Quando, pelo retrovisor do Uber, vi o sorriso do Seu Lourival, no mesmo semáforo da Avenida Higienópolis, perto do Lago Igapó, mudei de ideia. E resolvi escrever sobre ele.
Todos os dias, quando passo por aquela esquina, o seu sorriso renova minha fé, minha esperança, minha caridade. Seu Lourival vende bijus no sinaleiro. Esteja frio ou quente, faça sol ou haja céu nublado, ele recebe todos os passantes do dia com o mesmo sorriso franco.
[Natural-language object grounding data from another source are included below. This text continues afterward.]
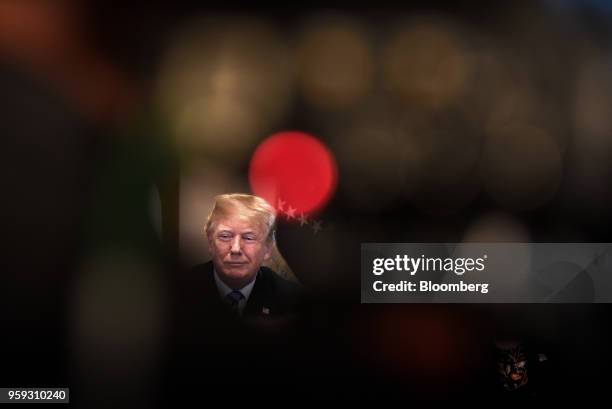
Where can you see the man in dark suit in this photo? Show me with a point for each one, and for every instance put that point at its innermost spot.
(232, 312)
(241, 236)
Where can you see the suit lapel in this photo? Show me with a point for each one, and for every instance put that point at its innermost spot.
(257, 303)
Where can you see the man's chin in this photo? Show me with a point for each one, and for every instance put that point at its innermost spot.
(237, 272)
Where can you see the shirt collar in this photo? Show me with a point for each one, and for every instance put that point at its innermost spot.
(224, 290)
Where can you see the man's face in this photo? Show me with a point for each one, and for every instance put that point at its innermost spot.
(238, 248)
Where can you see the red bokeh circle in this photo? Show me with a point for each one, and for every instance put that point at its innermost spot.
(293, 170)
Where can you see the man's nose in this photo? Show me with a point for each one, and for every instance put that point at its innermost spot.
(235, 248)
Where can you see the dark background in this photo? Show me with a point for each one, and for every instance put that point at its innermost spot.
(495, 127)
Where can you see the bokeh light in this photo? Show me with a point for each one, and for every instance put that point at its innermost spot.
(426, 64)
(334, 62)
(293, 169)
(223, 83)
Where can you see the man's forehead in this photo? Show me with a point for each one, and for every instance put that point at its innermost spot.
(237, 224)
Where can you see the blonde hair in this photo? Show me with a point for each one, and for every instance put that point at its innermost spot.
(249, 207)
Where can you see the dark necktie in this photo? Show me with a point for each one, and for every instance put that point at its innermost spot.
(234, 298)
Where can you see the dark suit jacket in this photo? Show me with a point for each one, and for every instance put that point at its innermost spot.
(272, 295)
(207, 340)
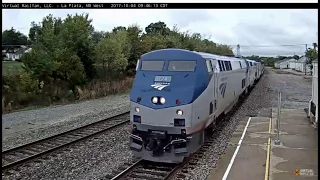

Não é um sorriso imposto, de quem espera alguma coisa em troca. Não é um sorriso de vaidade, nem de ambição, nem de servilismo. É um sorriso, apenas. A alegria de um homem sorrir para quem passa.
Dentre as características que diferenciam os homens dos outros seres vivos — a possibilidade de contemplar o horizonte, o hábito de comer com talheres, a vontade de tomar remédios, o costume de perguntar “É débito ou crédito?”, a oração angélica, as crônicas de Dino Buzzati, os poemas de Rilke, os contos de Bernard Malamud e as sinfonias de Beethoven —, destaca-se o sorriso.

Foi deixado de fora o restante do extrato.